Kurtuluş Savaşı’nı başlatan ilk kurşunun sahibi gazeteci, jöntürk, silahşör Hasan Tahsin’in kurşunlarına Yunan’dan önce beyazperdenin hedef olduğunu biliyor muydunuz?
Ege Görgün (Landlord)
Bazı kaynaklara göre Hasan Tahsin, gerçek adıyla Osman Nevres Recep Bey istiklal mücadelemizin en önemli figürlerinden biri. Yunan askerleri İzmir’e çıktığında gemilerinden gururla inen birliklerin bayraktarını vurup Türkler’in asla teslim olmayacağını ilan etmişti. Bu eylemi, neticesinde şehit olacağını bilerek gerçekleştirmesi onun ne kadar vatanperver ve gözünün ne kadar kara olduğunun göstergesiydi. Ancak Hasan Tahsin ve “İlk Kurşun” hakkında bir takım karşı tezlerin üretildiğini belirtelim. Bu olayın aslında hiç gerçekleşmediği yönünde iddialar da var. İddialarını ise bu olayın, Zeynel Kozanoğlu’nun 1972 tarihli Anıt Adam Osman Nevres “Hasan Tahsin” (İzmir Gazeteciler Cemiyeti Yayını) adlı kitabına dek, Atatürk’ün de yazdığı dahil hiçbir kaynakta yer almamasına dayandırıyorlar.
Hasan Tahsin Meşrutiyet’in ilanının ardından Avrupa’ya tahsil görmeye gönderilen Türk gençlerinden biriydi (1909-1910).
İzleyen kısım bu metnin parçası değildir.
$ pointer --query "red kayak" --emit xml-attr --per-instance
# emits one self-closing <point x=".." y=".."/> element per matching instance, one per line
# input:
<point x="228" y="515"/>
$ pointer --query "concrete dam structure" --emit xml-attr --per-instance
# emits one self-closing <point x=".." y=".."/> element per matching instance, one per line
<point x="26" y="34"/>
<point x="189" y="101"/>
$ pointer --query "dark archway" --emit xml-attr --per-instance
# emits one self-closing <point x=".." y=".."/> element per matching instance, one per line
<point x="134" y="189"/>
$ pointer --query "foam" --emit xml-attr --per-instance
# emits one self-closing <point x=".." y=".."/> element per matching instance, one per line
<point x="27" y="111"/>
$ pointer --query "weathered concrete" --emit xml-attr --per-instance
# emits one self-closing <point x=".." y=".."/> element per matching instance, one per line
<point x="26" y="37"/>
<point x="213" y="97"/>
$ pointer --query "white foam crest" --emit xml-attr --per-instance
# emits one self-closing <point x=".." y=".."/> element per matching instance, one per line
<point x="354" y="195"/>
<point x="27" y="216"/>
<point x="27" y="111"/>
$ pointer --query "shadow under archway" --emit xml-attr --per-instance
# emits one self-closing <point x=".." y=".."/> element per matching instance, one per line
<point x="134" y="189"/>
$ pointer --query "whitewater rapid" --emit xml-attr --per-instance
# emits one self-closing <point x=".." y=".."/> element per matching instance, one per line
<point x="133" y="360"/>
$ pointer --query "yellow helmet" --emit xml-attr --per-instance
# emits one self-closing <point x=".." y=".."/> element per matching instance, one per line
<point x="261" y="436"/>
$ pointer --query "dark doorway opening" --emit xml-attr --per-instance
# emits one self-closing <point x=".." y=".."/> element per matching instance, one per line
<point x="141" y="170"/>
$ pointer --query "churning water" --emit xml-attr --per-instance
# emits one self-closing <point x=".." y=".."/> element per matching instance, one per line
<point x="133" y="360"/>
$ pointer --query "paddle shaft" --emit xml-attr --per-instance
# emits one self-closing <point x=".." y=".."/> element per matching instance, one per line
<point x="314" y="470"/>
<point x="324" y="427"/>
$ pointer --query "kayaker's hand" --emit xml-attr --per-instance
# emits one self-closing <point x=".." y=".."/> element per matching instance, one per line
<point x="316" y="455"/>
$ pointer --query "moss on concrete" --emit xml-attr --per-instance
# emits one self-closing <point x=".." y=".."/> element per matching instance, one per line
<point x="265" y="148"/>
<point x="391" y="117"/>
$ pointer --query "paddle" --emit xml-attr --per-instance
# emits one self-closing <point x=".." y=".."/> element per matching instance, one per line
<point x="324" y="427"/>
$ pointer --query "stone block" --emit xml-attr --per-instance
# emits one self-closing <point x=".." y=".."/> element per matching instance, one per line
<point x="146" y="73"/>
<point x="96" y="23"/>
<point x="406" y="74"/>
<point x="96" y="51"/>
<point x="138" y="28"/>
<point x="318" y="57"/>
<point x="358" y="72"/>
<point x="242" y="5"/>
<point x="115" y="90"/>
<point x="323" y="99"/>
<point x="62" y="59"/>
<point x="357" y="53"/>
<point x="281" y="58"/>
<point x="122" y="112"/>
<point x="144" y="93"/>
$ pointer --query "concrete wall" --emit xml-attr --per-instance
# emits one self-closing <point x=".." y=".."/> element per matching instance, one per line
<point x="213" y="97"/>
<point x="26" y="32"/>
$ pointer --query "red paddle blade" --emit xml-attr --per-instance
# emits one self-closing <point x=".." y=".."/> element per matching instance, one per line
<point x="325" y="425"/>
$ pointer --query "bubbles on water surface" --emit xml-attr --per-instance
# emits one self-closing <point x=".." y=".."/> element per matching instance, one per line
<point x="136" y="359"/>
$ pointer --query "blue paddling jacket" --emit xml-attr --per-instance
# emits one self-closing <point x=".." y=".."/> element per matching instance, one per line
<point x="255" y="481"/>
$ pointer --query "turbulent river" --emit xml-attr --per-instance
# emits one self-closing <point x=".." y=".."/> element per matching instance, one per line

Seçilmesi İttihad Terakki’nin sayesinde olmuştu. Yurda döndüğünde Teşkilat-ı Mahsusa tarafından göreve davet edilecek, yurtdışında Türkiye aleyhine çalışan isimlerin bertaraf edilmesinde kullanılacaktı. Operasyon sırasında yakalanıp Romanya’da hapis yatacaktı. Patlak veren I. Dünya Savaşı’nın yarattıği kargaşada firar ederek kurtaracaktı paçayı. Tabi tüm bunlar ayrı ve daha geniş bir yazıyı hak eden farklı maceralar. Bu maceralar her ne kadar halihazırda bir filmi andırsalar da, biz sinemaya bağlanmak için temelini başlığımızda attığımız köprüyü kullanalım.
İstanbul’dan gelen paralarla Sorbonne’da öğrenim gören Hasan Tahsin, o sıralarda sık sık öğrenimine İsviçre, Neuchatel’de devam eden Osman Suavi Kökmen’in yanına gidiyordu. Kökmen Fevziye Mektepleri’nden arkadaşıydı. Birlikte sinemaya gitiler. Filmin başında savaş haberleri veriliyordu ve tam da Trablus’ta devam eden Türk-İtalyan savaşına denk gelmişlerdi. Ancak bu haberden çok Türkleri aşağılayan bir propaganda filmiydi. Perdede şu yazı belirdi birden:
Vive I’talia
A bas les Turcs! (Yaşasın İtalya, Aşağılık Türkler!)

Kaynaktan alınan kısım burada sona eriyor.